Being Beta

Exercises in the higher banter with One of 26. Elsewhere called 'poet of adland'. By a whipple-squeezer. Find out why being beta is the new alpha: betarish at googlemail dot com

Monday, July 14, 2008

Editorial: On how movies used to be

The incomparable Anthony Lane has this to say at the end of his short appreciation of The Last Picture Show in The New Yorker this week:

There was a time when movies themselves felt like small towns: rooted fast in their environments, and alive to the wistful chatter of minor characters as they crossed paths and then went on their way.


And apart from me making a) jealous - again - of his critical ability and b) ruminative, although I put that down to the Alex Ross piece I read earlier (more of which later), it's difficult to argue against.

I was about to try and cite a Pixar movie to try and disprove it, in the sense that they're the closest that movies now get to enivironments that are internally coherent and logical according to their own rules.
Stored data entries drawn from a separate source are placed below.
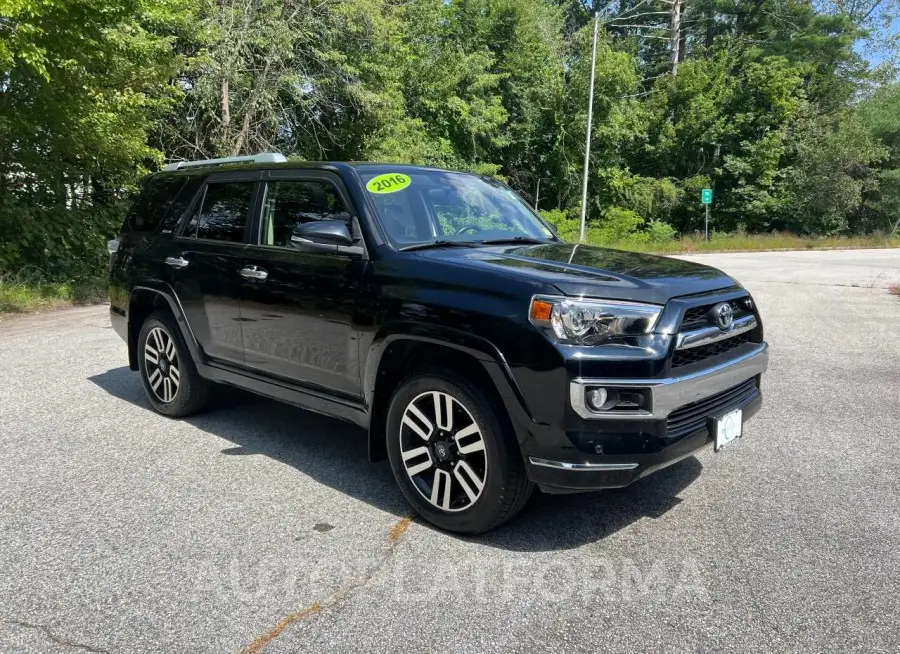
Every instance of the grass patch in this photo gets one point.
(17, 296)
(756, 243)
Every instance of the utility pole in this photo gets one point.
(587, 146)
(675, 36)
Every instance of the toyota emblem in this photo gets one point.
(723, 315)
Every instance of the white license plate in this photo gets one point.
(728, 428)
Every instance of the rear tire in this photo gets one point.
(170, 378)
(454, 454)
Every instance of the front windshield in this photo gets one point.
(422, 206)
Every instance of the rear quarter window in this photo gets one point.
(156, 198)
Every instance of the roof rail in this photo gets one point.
(264, 157)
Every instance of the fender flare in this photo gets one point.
(168, 294)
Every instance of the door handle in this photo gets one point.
(253, 272)
(177, 262)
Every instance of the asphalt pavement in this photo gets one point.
(257, 526)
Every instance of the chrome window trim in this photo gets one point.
(671, 393)
(713, 334)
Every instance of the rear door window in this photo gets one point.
(222, 213)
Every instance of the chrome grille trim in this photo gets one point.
(708, 335)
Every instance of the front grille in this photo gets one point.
(692, 417)
(698, 317)
(695, 354)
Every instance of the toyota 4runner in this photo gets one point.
(435, 309)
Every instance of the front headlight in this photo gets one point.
(590, 322)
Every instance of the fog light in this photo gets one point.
(596, 398)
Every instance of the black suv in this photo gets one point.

But then you come up against the fact that they've had to *create* that environment - these are playpen worlds, dream worlds, not the world as we might have lived in it, experienced it as sentient, awake beings.

Maybe it's 'wistful chatter' that I'm getting snagged on. Because it implies an endless, knowing forever, the surface conversation actually full of depth precisely because of the accretion of years in a place. Which in turn suggests that movies, nay art, that open us up to the suggestion that a sense of permanancy is possible, are secretly and quietly more powerful than those that suggest we need to tear things up and start anew.

All of which is just a schmancy way of asking: isn't all that anybody wants is to live forever in Toddy?